Pensare che, quando soffrivo, pensavo di sapere cosa fosse il dolore.
E invece no.
quando ho accettato di lavorare per la croce rossa nell’asilo all’interno di un campo profughi qui ad amburgo non sapevo esattamente che cosa aspettarmi.
ora, a distanza di 6 mesi, posso solo essere ancora più certa della scelta che ho fatto.
ogni giorno mi confronto con situazioni che, a mente lucida, dovrebbero farmi desistere dal ritornare al lavoro il mattino seguente, tanto sono ‘forti’, ‘dure’ e a volte strazianti.

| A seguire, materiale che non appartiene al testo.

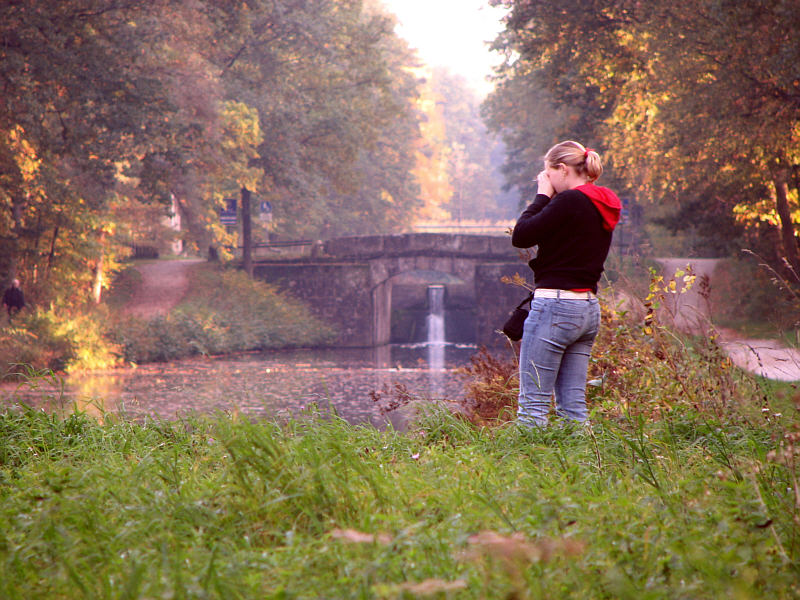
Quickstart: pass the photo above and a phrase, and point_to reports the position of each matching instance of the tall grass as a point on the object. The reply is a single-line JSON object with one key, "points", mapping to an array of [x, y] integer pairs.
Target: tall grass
{"points": [[216, 507]]}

ma i sorrisi dei bambini e gli abbracci dei loro genitori, riescono in un attimo ad annullare tutto il (mio) dolore e la (mia) amarezza e a darmi ancora di più la voglia di dare il massimo, di ‘esserci’ con tutta me stessa per regalare loro un presente sereno.

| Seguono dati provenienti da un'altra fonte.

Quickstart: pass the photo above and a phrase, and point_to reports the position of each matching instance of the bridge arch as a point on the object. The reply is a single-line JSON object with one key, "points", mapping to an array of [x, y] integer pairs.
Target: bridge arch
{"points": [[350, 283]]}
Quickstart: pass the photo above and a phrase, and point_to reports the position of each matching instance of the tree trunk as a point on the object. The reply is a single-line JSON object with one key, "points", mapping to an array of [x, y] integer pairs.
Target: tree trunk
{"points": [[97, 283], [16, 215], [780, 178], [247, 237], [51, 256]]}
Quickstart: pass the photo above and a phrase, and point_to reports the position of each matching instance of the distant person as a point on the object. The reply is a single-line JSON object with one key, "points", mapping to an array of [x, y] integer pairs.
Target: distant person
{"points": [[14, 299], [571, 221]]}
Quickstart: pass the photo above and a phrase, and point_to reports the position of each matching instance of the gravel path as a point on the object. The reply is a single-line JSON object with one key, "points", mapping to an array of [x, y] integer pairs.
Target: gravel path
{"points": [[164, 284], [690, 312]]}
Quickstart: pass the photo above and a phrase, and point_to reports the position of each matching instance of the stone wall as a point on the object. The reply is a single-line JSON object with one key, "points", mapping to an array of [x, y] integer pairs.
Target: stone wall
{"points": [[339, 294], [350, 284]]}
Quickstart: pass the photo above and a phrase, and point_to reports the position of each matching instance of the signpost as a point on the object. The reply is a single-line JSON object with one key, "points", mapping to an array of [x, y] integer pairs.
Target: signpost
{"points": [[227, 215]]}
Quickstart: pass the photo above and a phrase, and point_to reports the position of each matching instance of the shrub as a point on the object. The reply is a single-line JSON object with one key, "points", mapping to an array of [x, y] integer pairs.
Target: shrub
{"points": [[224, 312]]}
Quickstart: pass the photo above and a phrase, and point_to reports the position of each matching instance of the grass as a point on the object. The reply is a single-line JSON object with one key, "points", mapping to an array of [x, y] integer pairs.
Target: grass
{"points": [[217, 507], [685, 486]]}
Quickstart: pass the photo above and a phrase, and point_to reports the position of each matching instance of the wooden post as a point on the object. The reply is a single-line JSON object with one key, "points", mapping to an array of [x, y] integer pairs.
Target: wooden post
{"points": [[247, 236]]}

Penso che sia davvero importante che molti si sentano chiamati a fare, a coinvolgersi direttamente. E penso che sia altrettanto importante raccontare queste iniziative, piene dell’impegno di molti cittadini diversi. Ti andrebbe di raccontare attraverso un piccolo questionario online quello che fate? http://www.igetyou-jrs.org/italy/
Speriamo nei prossimi mesi di riuscire a raccontare e comunicare le iniziative dei cittadini di molti Paesi d’Europa.
Lo dico alla responsabile del progetto: io sono solo una che si è messa a disposizione, ma non ho definito il progetto, né lo gestisco.
Complimenti a voi. Anche noi abbiamo partecipato al Progetto Migranti, ma in tutta l’Unità Pastorale (una decina di comuni) solo in 32 famiglie hanno dato disponibilità. Quindi al momento non è ancora arrivato nessuno. E poi è vero, la vita può ripartire dalle piccole cose, come uno smalto arancione. Quando vedo donne straniere che vivono qui e vengono a prendere i vestiti usati per sé e per i loro bambini capisco che anche una battuta su una maglietta particolare, o un reggiseno un po’ troppo grosso le può aiutare a sentirsi donne tra le donne e non straniere in una terra ostile.
Verissimo. Comunque anche qui non è che la partecipazione sia stata così ampia, eh. Anzi, ho assistito a una riunione di gente CONTRARIA che prevedeva sciagure, crimini e non ti dico cosa.